Yapımcıların “Çukur” dizisine yönelmesinin altında da internet üzerinden yayınlanan “01 Adana” dizisinin başarısı yatıyor. Dizinin her bölümü milyonlar tarafından izleniyor. Bunu gören dizi yapımcıları “suç ve cezanın” kol gezdiği mahallelerde yaşayan yoksul milyonların kendi yaşamlarına dair dizileri de izlemekten keyif alabildiklerini keşfetmiş olsa gerek. Köşklerde geçen gelin-kaynana, görümce-elti gerilimlerini konu edinen, emekçilerin hizmetçi, bahçıvan ve şoför olarak köşkün mutfağında dedikodu yapan karakterler olarak resmedildiği diziler yerine kendi mahallesine benzeyen bir yerde geçen dizileri tercih etmeye başlıyor yoksul mahalle sakinleri.

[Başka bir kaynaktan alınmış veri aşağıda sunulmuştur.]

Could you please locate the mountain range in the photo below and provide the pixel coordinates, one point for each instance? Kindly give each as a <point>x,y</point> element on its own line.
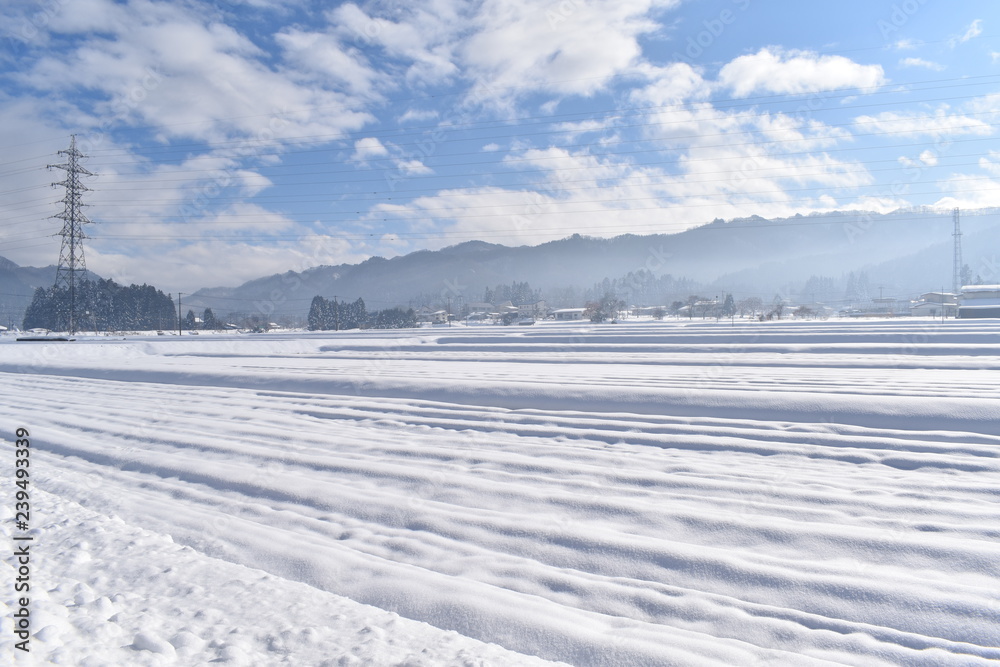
<point>901,254</point>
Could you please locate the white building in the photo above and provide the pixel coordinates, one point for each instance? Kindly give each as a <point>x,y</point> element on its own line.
<point>569,313</point>
<point>534,310</point>
<point>979,301</point>
<point>931,304</point>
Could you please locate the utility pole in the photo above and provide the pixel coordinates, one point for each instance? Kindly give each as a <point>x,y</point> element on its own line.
<point>956,280</point>
<point>71,259</point>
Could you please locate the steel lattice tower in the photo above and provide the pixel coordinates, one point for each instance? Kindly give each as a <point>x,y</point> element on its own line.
<point>71,259</point>
<point>956,279</point>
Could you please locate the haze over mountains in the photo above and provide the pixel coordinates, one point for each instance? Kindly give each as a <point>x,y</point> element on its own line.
<point>904,253</point>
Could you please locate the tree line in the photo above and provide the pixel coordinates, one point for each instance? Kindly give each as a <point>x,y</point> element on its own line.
<point>102,305</point>
<point>331,314</point>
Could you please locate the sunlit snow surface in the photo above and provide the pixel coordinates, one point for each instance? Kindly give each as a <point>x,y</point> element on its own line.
<point>646,493</point>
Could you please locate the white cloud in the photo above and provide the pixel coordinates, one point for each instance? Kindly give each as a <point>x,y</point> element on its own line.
<point>920,62</point>
<point>367,148</point>
<point>974,30</point>
<point>518,48</point>
<point>938,124</point>
<point>774,70</point>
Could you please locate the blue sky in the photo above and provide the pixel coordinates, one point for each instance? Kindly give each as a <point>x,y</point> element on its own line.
<point>232,140</point>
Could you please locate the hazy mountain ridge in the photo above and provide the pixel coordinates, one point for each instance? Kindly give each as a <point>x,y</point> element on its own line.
<point>905,253</point>
<point>748,256</point>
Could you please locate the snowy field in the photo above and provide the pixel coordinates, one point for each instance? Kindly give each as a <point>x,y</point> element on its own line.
<point>675,493</point>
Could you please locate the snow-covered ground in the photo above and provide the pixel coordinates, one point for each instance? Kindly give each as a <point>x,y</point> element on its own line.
<point>653,493</point>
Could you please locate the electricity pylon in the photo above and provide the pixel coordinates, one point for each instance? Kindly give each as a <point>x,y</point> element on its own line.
<point>71,259</point>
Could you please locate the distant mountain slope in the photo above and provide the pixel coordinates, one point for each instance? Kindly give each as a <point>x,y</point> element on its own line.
<point>752,254</point>
<point>17,286</point>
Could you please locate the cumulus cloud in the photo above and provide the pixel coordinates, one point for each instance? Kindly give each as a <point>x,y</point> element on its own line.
<point>920,62</point>
<point>775,70</point>
<point>940,123</point>
<point>367,148</point>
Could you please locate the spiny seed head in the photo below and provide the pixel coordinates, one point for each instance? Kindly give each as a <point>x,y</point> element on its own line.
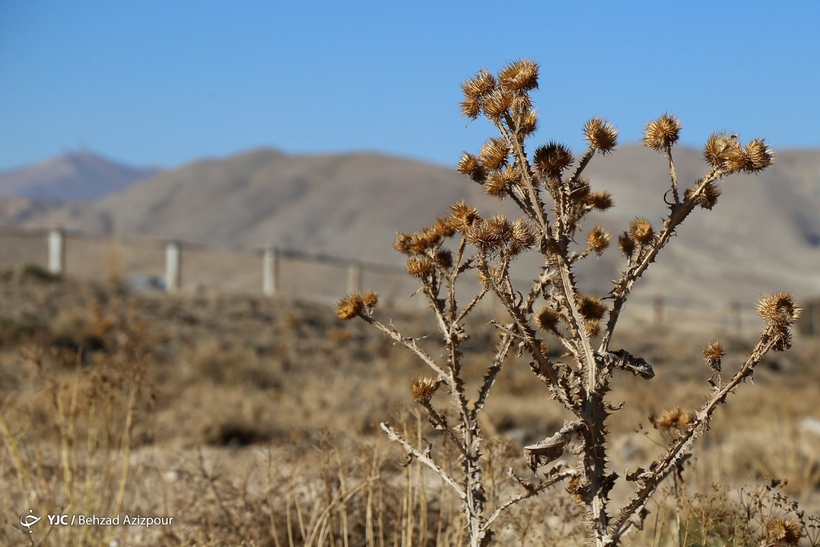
<point>444,227</point>
<point>553,158</point>
<point>724,151</point>
<point>350,306</point>
<point>444,258</point>
<point>497,103</point>
<point>547,319</point>
<point>529,123</point>
<point>425,239</point>
<point>641,230</point>
<point>423,389</point>
<point>626,244</point>
<point>521,75</point>
<point>591,308</point>
<point>707,197</point>
<point>480,85</point>
<point>778,310</point>
<point>758,156</point>
<point>370,299</point>
<point>463,216</point>
<point>601,135</point>
<point>600,200</point>
<point>784,532</point>
<point>493,154</point>
<point>420,266</point>
<point>662,133</point>
<point>470,166</point>
<point>523,233</point>
<point>593,327</point>
<point>402,243</point>
<point>470,107</point>
<point>713,354</point>
<point>673,419</point>
<point>496,184</point>
<point>598,240</point>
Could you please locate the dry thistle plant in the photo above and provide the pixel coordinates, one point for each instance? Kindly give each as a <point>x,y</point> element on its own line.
<point>554,197</point>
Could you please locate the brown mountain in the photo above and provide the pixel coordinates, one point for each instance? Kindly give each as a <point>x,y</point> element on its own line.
<point>76,176</point>
<point>763,234</point>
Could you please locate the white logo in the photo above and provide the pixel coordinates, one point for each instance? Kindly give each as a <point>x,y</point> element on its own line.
<point>29,520</point>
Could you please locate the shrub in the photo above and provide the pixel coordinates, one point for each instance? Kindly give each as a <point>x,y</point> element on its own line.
<point>554,196</point>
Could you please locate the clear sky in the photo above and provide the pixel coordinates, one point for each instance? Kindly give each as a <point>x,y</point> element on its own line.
<point>163,83</point>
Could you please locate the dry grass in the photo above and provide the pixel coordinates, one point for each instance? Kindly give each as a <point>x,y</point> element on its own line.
<point>254,421</point>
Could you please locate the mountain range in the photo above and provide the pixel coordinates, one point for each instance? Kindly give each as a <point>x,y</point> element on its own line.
<point>764,234</point>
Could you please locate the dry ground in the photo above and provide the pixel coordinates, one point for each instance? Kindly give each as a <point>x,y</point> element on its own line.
<point>255,421</point>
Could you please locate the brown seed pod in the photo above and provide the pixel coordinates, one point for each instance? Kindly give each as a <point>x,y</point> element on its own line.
<point>598,240</point>
<point>423,389</point>
<point>370,299</point>
<point>521,75</point>
<point>479,86</point>
<point>552,159</point>
<point>547,319</point>
<point>600,200</point>
<point>350,306</point>
<point>662,133</point>
<point>713,354</point>
<point>778,309</point>
<point>641,230</point>
<point>601,135</point>
<point>494,154</point>
<point>758,156</point>
<point>420,266</point>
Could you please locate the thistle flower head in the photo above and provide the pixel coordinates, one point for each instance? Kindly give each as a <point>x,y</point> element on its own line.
<point>521,75</point>
<point>420,266</point>
<point>370,299</point>
<point>494,154</point>
<point>626,244</point>
<point>462,216</point>
<point>713,354</point>
<point>784,532</point>
<point>497,103</point>
<point>423,389</point>
<point>778,310</point>
<point>673,419</point>
<point>470,166</point>
<point>758,156</point>
<point>547,319</point>
<point>707,197</point>
<point>552,159</point>
<point>600,200</point>
<point>480,85</point>
<point>662,133</point>
<point>350,306</point>
<point>641,230</point>
<point>591,308</point>
<point>598,240</point>
<point>601,135</point>
<point>523,233</point>
<point>724,152</point>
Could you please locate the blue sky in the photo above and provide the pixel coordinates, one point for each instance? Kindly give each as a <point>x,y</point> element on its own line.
<point>163,83</point>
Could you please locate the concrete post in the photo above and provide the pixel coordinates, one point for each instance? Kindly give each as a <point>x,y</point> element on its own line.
<point>270,271</point>
<point>56,251</point>
<point>173,270</point>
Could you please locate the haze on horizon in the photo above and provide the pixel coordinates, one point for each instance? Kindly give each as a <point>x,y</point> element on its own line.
<point>163,84</point>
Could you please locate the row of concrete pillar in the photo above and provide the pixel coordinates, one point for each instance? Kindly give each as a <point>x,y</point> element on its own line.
<point>173,265</point>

ANLATILAN BİZİM HİKAYEMİZ Mİ?

Ancak “Çukur’un” bizim hikâyemizi anlattığına şüpheyle yaklaşmalıyız. Dizinin merkezinde olan “Koçova” ailesi, “Çukur’un” hakimi. Mahallenin içinde geniş bir arazi üzerine kurulu bir tür köşkte oturuyor. Tıpkı diğer dizilerde geliniyle sorun yaşayan hanım ağalar gibi hizmetçilere sahip. Hizmetçilerin hanımına anne demesi kurulan ilişki biçimini değiştirmiyor. Aile silah ticareti, haraç vs. işlerde istihdam ettiği adamlarına ödeme yapmak dışında bir maddi güçlük yaşamıyor. Yani “Koçovalılar” bildiğiniz zengin, varlıklı bir aile. Yani bizim; emekçilerin dünyasından değil aslında, oradan çıkarak mayfa örgütlenmesinin üst basamaklarına tırmanmayı “başarmış” kişiler. Fakir-fukaraya kol kanat gerişleri bu gerçeği değiştirmiyor; aksine daha can sıkıcı hale getiriyor: Yoksul emekçileri başlarında bir “İdris Baba” olmadan ne yapacağını bilemez, büyük kentin debdebesinde ezilip gidecek birer zavallı gibi gösteriyor. Elbette gerçek bu değil: Biz uzak sayılamayacak bir geçmişte emekçi mahallerinin ayağa kalktığında bütün kenti sarsabildiğine şahitlik etmiş bir ülkeyiz. Başlarında “Babalar” olmadan kendi örgütlülükleri ve iradeleriyle yaptılar bunu.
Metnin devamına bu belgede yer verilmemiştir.